ESXi 5.5 and ZFS - sync, async NFS + iSCSI powerloss data security

J-san · Dec 6, 2014

Here's a table of safety for powerloss by datastore type for ZFS backed NFS and iSCSI storage, and also guest VM connected/mounted storage.

Why you should care:

Operating Systems filesystems, and databases will perform sensitive writes in "write through" mode in a synchronous manner, which will wait for the write to succeed and be written in stable storage before returning to the calling code. These "write through" mode writes are tagged as such to bypass disk write caches and save the data directly to disk.

If important filesystem data is written and the "write through" (sync) request isn't honored by the disks or raid controller then guest filesystem corruption or fatal filesystem damage is possible (and probable) with a loss of power. Traditional true "hardware" Raid controllers will usually lie to the requesting system, but instead contain a battery backed cache to preserve important data until power is restored. Once power is restored the cache will write out its contents to stable storage disks preserving filesystem integrity.

Datastore connections from ESXi to ZFS storage are used to save and access virtual machine disk files (VMDK files) which contain the filesystems and data for each virtual machine. Virtual Machines disk files (VMDKs) in ESXi are often written to in a datastore that is mounted over NFS or iSCSI network protocols.

When guest writes are to a VMDK stored on a ZFS filesystem that is set to sync=disabled for the ESXi NFS datastore:
- the Virtual machine OS writes some sensitive filesystem data that ESXi sends
- It's received via NFS or iSCSI on Solaris, FreeBSD, ZoL
- Sensitive write data ends up in volatile memory in the asynchronous data queue on the receiving end in ZFS (or in the iSCSI target's volatile write cache).
- Everything is fine, until power is lost and it's not.
- The ZFS filesystem is fine that the VMDK files are stored on.
- But the VMDK file's guest OS filesystem could have missed vital data being written and could now be corrupted.

Disclaimers:

1) I define "Corrupted" as the filesystem becoming corrupted within the VMDK from a guest's perspective.

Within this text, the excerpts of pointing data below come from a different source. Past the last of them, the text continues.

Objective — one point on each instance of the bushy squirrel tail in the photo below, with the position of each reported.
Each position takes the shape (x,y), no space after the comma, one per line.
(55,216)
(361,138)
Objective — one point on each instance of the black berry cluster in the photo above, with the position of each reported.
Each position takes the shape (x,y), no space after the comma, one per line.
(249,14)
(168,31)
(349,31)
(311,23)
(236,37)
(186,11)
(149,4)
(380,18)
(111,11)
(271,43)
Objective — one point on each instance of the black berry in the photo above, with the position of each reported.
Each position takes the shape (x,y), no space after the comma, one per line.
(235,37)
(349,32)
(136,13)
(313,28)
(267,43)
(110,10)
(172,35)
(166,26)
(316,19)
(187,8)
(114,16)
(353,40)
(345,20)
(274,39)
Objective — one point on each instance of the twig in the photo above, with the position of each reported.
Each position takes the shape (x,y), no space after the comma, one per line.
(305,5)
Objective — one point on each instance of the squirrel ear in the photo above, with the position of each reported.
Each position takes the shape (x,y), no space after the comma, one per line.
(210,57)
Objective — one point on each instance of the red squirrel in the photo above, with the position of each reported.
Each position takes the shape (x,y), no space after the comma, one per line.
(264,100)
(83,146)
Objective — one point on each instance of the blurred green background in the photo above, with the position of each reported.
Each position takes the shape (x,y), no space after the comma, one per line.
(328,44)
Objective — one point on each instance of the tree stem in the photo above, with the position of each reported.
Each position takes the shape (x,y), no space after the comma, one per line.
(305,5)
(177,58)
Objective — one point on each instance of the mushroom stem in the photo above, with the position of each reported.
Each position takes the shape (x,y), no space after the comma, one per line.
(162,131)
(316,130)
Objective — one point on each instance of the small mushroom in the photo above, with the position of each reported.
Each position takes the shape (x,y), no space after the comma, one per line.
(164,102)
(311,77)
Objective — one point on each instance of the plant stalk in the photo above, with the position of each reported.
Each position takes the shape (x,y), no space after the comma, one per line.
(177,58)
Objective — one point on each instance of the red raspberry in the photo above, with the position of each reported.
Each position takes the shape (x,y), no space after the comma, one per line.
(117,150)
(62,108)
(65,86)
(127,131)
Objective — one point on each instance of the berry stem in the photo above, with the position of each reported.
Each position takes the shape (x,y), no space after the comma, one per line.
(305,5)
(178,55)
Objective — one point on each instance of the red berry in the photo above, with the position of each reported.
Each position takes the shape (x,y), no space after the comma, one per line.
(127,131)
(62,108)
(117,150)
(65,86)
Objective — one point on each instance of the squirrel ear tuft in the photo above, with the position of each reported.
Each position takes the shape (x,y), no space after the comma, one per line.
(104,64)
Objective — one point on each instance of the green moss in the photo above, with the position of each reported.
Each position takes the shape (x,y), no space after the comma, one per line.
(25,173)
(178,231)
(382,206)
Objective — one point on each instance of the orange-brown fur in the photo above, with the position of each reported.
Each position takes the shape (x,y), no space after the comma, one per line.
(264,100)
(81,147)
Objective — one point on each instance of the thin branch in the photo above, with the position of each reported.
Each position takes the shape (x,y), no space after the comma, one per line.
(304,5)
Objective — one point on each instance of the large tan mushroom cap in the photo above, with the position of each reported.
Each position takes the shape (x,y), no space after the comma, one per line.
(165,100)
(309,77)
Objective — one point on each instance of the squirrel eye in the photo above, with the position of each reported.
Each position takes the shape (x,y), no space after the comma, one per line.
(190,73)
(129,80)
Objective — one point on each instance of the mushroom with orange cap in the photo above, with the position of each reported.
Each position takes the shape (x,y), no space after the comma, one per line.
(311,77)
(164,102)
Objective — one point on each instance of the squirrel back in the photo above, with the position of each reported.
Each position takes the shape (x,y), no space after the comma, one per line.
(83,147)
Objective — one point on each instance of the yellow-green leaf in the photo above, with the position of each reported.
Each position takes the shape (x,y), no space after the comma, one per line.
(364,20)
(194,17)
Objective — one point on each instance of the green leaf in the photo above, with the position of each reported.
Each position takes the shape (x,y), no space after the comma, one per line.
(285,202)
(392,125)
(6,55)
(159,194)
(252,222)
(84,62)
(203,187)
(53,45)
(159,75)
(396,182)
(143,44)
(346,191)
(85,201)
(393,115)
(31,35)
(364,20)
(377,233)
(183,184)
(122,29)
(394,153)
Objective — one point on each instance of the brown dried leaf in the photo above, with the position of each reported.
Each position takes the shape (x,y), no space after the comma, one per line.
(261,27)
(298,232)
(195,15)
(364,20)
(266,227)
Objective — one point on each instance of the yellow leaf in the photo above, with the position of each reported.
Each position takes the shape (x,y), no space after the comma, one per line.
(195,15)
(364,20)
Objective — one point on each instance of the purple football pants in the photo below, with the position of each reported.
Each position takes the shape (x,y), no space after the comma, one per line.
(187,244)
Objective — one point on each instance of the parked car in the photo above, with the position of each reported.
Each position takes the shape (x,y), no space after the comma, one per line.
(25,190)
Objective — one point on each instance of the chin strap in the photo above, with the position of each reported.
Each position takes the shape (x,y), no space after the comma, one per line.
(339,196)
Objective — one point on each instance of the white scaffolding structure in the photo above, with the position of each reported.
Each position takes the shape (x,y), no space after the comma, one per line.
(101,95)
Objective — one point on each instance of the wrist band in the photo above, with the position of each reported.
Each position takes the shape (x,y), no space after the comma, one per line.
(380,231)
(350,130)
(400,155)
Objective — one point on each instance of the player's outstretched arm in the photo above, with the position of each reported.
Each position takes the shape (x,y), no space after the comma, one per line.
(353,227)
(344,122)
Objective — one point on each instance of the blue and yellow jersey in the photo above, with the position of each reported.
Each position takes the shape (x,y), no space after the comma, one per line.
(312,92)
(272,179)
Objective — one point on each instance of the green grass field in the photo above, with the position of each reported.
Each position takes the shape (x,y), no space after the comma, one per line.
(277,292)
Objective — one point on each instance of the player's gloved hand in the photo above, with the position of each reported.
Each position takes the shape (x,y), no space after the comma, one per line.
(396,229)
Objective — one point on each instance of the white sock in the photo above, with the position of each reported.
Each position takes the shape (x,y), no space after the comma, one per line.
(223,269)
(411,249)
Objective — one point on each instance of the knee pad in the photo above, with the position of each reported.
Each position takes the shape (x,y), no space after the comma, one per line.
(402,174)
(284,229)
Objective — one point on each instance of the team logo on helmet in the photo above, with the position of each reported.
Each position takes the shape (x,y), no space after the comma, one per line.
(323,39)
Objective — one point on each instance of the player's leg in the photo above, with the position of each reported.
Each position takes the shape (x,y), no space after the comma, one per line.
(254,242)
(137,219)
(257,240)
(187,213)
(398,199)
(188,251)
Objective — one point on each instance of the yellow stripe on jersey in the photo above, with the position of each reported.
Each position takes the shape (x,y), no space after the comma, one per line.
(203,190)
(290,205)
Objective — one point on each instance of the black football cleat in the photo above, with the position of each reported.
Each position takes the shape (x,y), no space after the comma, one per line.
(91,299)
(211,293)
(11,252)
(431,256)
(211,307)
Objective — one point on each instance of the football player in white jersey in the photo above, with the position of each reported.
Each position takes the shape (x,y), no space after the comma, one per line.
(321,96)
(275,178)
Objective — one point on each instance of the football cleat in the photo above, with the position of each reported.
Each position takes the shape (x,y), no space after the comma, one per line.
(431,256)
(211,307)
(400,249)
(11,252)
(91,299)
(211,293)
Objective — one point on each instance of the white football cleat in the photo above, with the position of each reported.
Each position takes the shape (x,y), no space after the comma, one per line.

2) Async writes 'lost' are those that have not been commited to stable storage. (eg writes in the writeback cache pending flush or flushed async lazy writes)

If you have updates or corrections please post below and I'll updated the image.

Guest connected iSCSI with write cache enabled disks (and zfs sync=standard on the iSCSI lu) are more similar to a non-virtualized OS connected to a single physical disk with a non-battery backed cache. All file writes to these disks are written asynchronously, and unless written in a "write-through" mode by the OS or database/program, any in-flight data will be lost if the power is lost.

Note: If using VM guest iSCSI for data disks you must ensure that the iSCSI write cache settings in the guest are setup correctly and are supported. Otherwise "write-through" sensitive writes may also be lost to power loss causing potential data loss/and or filesystem corruption.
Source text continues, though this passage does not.